Step by step: var linkEl = createElement('a'); The variable linkEl now contains an HTML anchor/link element. linkEl.href = '#'; The href attribute of the link is set to '#.' linkEl.onclick = this.headingClicked; This assigns linkEl's onclick event handler the function headingClicked(); Whenever the link that linkEl holds is clicked, that function will execute (providing it was coded correctly). linkEl.setAttribute('columnId', i); This creates the attribute 'columnId' for the link, and sets the value to whatever is currently in the 'i' variable. I can only assume that this code is executed within a for-loop whose job is to create a table with these links. linkEl.title = 'Click to sort'; The last line assigns the text 'Click to sort' to the link's title attribute. If the link is moused over, this text will appear near the mouse pointer. Hope this helps!

I figured it out. My problems were mostly me being out of practice using JavaScript.

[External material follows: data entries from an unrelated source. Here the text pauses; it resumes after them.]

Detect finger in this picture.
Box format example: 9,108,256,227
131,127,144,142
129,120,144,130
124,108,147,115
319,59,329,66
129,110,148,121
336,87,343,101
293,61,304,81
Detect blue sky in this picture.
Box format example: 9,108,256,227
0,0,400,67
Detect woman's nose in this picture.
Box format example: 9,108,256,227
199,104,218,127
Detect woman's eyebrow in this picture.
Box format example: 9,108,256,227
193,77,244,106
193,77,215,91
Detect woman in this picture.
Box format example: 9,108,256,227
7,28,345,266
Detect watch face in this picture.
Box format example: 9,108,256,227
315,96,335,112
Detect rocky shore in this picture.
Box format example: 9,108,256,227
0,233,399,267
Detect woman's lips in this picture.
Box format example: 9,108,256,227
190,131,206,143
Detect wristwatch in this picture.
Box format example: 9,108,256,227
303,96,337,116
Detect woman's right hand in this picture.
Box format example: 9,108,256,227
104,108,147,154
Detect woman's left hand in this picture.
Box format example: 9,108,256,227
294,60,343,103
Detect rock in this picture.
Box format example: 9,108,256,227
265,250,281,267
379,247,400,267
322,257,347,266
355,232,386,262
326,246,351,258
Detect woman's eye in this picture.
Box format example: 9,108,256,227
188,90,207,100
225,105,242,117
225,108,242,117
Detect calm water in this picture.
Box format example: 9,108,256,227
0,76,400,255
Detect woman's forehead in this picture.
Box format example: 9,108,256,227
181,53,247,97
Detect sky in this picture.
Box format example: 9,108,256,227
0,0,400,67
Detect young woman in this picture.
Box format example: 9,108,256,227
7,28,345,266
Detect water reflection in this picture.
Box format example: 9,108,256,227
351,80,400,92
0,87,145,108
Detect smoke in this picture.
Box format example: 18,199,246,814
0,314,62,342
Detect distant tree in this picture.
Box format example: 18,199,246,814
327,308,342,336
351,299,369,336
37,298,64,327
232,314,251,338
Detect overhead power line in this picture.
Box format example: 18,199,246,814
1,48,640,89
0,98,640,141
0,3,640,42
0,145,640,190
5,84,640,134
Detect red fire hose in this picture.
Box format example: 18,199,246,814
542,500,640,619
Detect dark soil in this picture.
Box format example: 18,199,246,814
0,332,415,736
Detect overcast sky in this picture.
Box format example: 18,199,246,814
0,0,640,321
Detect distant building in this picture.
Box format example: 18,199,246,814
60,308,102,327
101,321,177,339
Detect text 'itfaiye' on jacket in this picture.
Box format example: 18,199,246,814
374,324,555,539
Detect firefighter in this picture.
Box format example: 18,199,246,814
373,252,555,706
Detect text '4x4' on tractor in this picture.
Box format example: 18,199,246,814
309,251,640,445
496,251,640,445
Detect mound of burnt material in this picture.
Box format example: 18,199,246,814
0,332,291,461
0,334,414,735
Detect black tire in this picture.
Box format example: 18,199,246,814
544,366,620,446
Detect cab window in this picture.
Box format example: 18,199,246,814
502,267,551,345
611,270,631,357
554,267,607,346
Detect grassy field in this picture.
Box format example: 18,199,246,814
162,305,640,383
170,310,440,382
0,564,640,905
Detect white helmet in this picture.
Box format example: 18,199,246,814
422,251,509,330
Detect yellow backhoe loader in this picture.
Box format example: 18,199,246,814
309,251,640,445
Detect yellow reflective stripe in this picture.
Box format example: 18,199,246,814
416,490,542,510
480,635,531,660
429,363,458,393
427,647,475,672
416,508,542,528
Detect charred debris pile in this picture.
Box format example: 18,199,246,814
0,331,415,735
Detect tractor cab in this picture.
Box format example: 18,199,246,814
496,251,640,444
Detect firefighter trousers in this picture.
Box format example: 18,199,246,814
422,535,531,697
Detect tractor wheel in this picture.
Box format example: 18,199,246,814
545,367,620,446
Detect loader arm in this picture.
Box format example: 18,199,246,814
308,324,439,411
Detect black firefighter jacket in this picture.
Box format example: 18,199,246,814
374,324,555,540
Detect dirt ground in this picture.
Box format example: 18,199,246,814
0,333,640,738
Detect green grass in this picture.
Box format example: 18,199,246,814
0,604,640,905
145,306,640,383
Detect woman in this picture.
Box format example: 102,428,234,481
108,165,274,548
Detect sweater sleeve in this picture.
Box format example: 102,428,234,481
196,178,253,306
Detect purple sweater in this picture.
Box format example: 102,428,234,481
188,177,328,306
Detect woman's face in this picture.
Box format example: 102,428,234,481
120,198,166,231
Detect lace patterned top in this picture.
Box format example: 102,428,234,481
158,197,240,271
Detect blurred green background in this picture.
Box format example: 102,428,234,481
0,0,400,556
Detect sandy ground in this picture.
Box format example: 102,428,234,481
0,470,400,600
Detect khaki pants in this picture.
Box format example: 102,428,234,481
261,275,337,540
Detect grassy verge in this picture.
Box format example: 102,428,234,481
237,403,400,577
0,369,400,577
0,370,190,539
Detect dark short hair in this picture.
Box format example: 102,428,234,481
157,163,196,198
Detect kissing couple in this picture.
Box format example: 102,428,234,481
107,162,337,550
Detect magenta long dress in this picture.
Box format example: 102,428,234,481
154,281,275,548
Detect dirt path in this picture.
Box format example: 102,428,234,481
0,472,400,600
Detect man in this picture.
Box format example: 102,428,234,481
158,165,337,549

I find it odd that Azu was responding to a post written on July 7. I mean, having a thread degrade into flaming two months after it was, for all intents and purposes, dead? Definitely strange. I'm also amused by the charge that removing profanity is a symptom of immaturity. I dunno...I think getting one's panties in a bunch because, oh noes, someone doesn't agree with me about W3C validation, is pretty immature in and of itself. Remember: this is a place for all. As such, you never know if some 10 year old who wants to become a web app programmer is reading these boards. If you are an adult, I believe it would be best to act like it. Profanity, overreactionary posts, and just acting like a tool in general doesn't add to any rational discussion.